Date: Wednesday 24 May 2023

Broker tips: Coats Group, Marks & Spencer, National Grid

(Sharecast News) - Analysts at RBC reiterated their 'outperform' stance for shares of Coats Group on the back of their call with the company's finance director and head of investor relations.

"The overall messaging was positive highlighting a strong medium-term growth outlook and margin progression," they said in a research note sent to clients.

"This is very much in line with our recent note highlighting that a more stable backdrop can support an accelerated sales growth outlook and with margin expansion this can drive an EPS CAGR over 10% per annum."

They also noted that the shares were only changing hands on 10 times the thread and structural components manufacturer for fashion's estimated 2023 profits.

Its underlying free cash flow meanwhile was pegged at 8-10%.

The analysts also kept their 110.0p target price for the shares.

Analysts at ShoreCap told clients they believed they saw a "very attractive entry point" into Marks & Spencer's shares, given the increasing possibility of a rating expansion.

The food and fashion retailer's £482m of full-year profits before tax had smashed their estimate for £431m, on the back of a "major" beat on Food, alongside "strong" progress in Clothing.

And for the 2024 financial year, thanks to good trading momentum and further cost headwinds, they bumped up their estimate for pre-tax profit by 14% to £475m for earnings per share of 16.1p.

They were also anticipating a "modest" dividend payout for FY24, adding that the current price-to-earnings multiple on offer of 10.2 times was "modest", while the EV/EBITDA multiple was "lowly".

"[...] with rating expansion a strengthening possibility in our view; now should be a very attractive entry point."

ShoreCap was the house broker for Marks & Spencer.

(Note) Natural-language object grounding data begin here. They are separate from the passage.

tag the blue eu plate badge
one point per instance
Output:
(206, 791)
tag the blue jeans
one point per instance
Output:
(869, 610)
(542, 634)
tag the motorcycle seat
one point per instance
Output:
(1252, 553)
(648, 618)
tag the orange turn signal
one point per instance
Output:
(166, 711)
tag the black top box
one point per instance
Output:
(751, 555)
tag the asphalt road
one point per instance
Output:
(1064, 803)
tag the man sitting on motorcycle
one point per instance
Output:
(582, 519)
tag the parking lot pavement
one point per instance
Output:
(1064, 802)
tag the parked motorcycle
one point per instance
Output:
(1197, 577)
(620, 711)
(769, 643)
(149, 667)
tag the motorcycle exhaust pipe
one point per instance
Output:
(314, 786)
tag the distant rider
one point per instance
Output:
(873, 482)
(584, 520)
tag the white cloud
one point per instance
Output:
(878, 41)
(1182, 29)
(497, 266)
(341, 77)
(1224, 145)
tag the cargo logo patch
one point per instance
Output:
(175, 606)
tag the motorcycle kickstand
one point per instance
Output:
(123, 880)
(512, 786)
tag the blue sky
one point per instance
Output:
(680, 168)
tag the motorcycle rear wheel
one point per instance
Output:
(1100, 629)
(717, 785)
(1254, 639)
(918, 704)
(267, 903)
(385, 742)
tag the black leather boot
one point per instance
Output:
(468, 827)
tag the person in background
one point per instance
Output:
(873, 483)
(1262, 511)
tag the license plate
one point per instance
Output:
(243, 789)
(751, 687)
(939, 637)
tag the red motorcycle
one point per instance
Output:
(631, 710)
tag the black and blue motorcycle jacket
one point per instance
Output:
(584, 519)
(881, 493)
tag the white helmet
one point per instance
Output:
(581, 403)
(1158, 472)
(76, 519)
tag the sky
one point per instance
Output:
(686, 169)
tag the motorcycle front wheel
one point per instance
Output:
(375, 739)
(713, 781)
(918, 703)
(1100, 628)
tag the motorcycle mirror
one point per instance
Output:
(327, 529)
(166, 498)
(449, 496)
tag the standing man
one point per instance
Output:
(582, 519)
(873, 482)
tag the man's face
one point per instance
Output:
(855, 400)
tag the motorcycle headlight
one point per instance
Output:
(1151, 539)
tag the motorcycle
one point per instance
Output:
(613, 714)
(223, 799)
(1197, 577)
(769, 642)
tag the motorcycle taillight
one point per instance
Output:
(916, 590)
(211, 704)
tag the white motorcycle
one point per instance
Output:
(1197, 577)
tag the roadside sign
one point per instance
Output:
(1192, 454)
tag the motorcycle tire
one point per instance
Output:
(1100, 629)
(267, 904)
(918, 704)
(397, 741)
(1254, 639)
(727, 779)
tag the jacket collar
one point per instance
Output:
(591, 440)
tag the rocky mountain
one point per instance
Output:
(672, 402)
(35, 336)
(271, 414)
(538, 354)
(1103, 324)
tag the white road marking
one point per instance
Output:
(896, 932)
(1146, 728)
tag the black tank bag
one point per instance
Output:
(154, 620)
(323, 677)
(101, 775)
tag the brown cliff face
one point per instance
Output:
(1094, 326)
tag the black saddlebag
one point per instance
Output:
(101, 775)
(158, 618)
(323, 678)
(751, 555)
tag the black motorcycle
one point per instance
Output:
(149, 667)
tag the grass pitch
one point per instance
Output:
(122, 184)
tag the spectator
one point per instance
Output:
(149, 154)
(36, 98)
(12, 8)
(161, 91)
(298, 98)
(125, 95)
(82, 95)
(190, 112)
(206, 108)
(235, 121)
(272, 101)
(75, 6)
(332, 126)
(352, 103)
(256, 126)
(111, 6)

Analysts at Berenberg reiterated their 'hold' recommendation and 1,100.0p target price on shares of National Grid, the British electricity and gas utility.

In their opinion, the company undoubtedly had a "huge" role to plat in the energy transition, both in the UK and the US.

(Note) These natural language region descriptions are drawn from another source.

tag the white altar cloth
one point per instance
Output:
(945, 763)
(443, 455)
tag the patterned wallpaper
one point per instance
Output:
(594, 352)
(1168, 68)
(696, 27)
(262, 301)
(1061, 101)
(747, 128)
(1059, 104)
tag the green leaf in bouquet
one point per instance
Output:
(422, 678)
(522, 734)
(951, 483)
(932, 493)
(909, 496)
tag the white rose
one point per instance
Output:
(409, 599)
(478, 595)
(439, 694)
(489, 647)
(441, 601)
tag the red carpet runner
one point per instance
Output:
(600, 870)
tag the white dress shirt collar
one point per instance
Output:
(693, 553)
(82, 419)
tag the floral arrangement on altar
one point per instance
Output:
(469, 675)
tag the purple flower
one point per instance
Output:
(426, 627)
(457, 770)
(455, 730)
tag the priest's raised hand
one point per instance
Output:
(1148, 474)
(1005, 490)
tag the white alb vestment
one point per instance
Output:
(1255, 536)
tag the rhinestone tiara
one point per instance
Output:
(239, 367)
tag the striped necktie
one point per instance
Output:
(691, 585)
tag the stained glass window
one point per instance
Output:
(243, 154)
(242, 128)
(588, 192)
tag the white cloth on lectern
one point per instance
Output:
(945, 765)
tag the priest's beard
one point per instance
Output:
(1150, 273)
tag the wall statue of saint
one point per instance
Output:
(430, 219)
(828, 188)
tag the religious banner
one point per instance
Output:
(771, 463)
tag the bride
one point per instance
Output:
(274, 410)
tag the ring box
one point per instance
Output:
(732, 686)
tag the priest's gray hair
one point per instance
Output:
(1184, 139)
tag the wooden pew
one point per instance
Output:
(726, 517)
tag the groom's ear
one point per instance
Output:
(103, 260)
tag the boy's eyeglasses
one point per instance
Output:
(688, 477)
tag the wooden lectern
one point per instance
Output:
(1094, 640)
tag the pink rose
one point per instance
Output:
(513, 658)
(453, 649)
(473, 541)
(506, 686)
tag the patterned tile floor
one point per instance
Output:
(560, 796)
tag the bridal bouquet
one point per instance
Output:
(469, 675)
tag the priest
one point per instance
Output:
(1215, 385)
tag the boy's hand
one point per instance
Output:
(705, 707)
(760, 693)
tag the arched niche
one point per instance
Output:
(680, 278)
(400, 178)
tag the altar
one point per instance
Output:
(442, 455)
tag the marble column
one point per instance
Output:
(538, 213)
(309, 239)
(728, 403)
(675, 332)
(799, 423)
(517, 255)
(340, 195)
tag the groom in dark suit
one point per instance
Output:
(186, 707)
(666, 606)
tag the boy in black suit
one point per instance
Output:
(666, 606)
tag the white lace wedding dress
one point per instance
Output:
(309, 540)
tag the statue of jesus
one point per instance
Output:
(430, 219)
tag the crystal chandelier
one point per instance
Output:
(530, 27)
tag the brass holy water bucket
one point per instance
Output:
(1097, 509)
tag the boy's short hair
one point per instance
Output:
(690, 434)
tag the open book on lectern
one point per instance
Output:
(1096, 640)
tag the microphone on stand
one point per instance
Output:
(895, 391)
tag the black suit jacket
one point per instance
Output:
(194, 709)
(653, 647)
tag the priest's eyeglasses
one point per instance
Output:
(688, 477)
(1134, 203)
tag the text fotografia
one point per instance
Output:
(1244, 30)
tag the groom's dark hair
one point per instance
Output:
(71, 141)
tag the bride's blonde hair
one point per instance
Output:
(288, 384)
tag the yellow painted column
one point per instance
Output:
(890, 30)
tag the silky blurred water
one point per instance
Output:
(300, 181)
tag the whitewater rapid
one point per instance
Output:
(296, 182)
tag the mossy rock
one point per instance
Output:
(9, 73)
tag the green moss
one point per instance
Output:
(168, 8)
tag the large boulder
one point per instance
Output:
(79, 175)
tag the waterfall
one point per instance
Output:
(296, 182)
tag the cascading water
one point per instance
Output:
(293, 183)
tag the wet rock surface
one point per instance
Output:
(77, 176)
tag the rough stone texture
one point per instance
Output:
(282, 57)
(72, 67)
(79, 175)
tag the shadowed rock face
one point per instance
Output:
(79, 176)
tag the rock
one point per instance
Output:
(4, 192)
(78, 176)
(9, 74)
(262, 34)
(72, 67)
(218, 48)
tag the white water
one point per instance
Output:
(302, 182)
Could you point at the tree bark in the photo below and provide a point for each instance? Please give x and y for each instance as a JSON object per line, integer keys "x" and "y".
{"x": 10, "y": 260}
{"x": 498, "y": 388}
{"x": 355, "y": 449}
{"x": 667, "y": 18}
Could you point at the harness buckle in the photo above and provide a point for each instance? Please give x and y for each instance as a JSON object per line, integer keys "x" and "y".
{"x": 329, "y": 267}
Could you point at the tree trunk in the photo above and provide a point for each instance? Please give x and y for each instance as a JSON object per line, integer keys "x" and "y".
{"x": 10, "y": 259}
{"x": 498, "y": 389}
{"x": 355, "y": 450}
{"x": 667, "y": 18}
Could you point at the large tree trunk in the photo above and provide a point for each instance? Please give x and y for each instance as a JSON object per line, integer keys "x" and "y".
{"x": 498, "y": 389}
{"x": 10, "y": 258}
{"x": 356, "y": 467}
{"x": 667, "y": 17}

After all, the company was investing nearly £8bn per year, double the run-rate seen over the previous decade.

There was also scope for even higher spend given demand for renewables connections, network upgrades and to accommodate other decarbonisation strategies.

But they judged that the shares were "fully valued".

"Regulation, politics and financing might limit the extent to which National Grid can capitalise on additional opportunities, especially with so much already on its plate," they pointed out.

The outlook for underlying earnings per share out to 2025/26 was "flattish" and inflation-linked dividend per share growth looked "moderate" to them given projections for 8-10% growth per year in its regulated asset base.

Curtailing EPS growth were the nearly 25% uptake of the scrip dividend and a non-cash drag from the UK's capital tax allowances.

National Grid's leverage - despite being manageable - was "high" and also limited the investment case, they said.